Just because there are some careless anesthesiologists out there doesnt damn the whole specialty. thats just like saying.. the surgeon continually nicks the bowel.. let the nurse practicioner do it.. cmon

but why dont you agree the patients need to make the decision..
 
Just because there are some careless anesthesiologists out there doesnt damn the whole specialty. thats just like saying.. the surgeon continually nicks the bowel.. let the nurse practicioner do it.. cmon

but why dont you agree the patients need to make the decision..

What I'm saying is that our specialty has a LOT of these people in it....and we need to trim the fat.....

and I agree that patients need to make the decision....unfortuantely, patients are known for making notoriusly bad decisions.
 
EtherMD your killing me here.

Here is tha part of the eq your missing.

Increase AAs = Decrease Anesthesiologists.

As AAs increase and grow they WILL look for independance as EVERY Mid Level has in history.

You seem to pretend like what their website and "bylaws" say now is something etched in stone. This can change like the wind and at a whim from their membership. A-la PAs.

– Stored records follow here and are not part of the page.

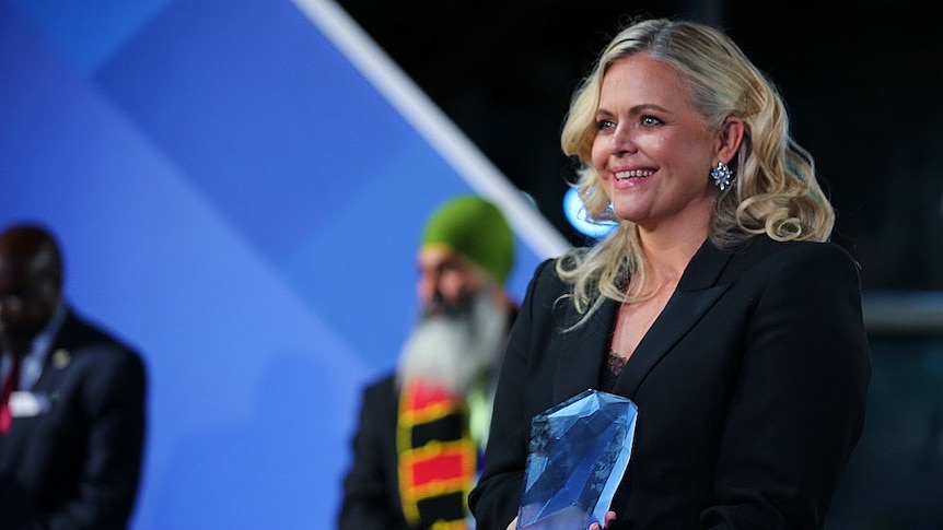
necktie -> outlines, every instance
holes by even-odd
[[[10,431],[10,423],[13,422],[13,414],[10,411],[10,394],[20,385],[20,364],[22,362],[21,355],[13,355],[13,366],[10,367],[10,373],[7,374],[7,379],[3,381],[3,391],[0,393],[0,435],[5,435]]]

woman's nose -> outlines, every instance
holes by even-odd
[[[616,130],[613,131],[609,138],[609,150],[615,155],[632,153],[637,149],[631,130],[624,123],[619,123],[616,127]]]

My answer = MORE anesthesiologists, MORE PR, MORE politicing

NO reliance on midlevels to support OUR future
 
It is strange, I like almost all CRNAs I have met and have never heard any of them espouse the beliefs put forth by the AANA. Do they secretly plot against us or is their leadership that far removed from its core membership's beliefs?

Don't be fooled. In your face they are nice and all. Behind you, they are writing their check to the AANA political action commiittee to screw you over.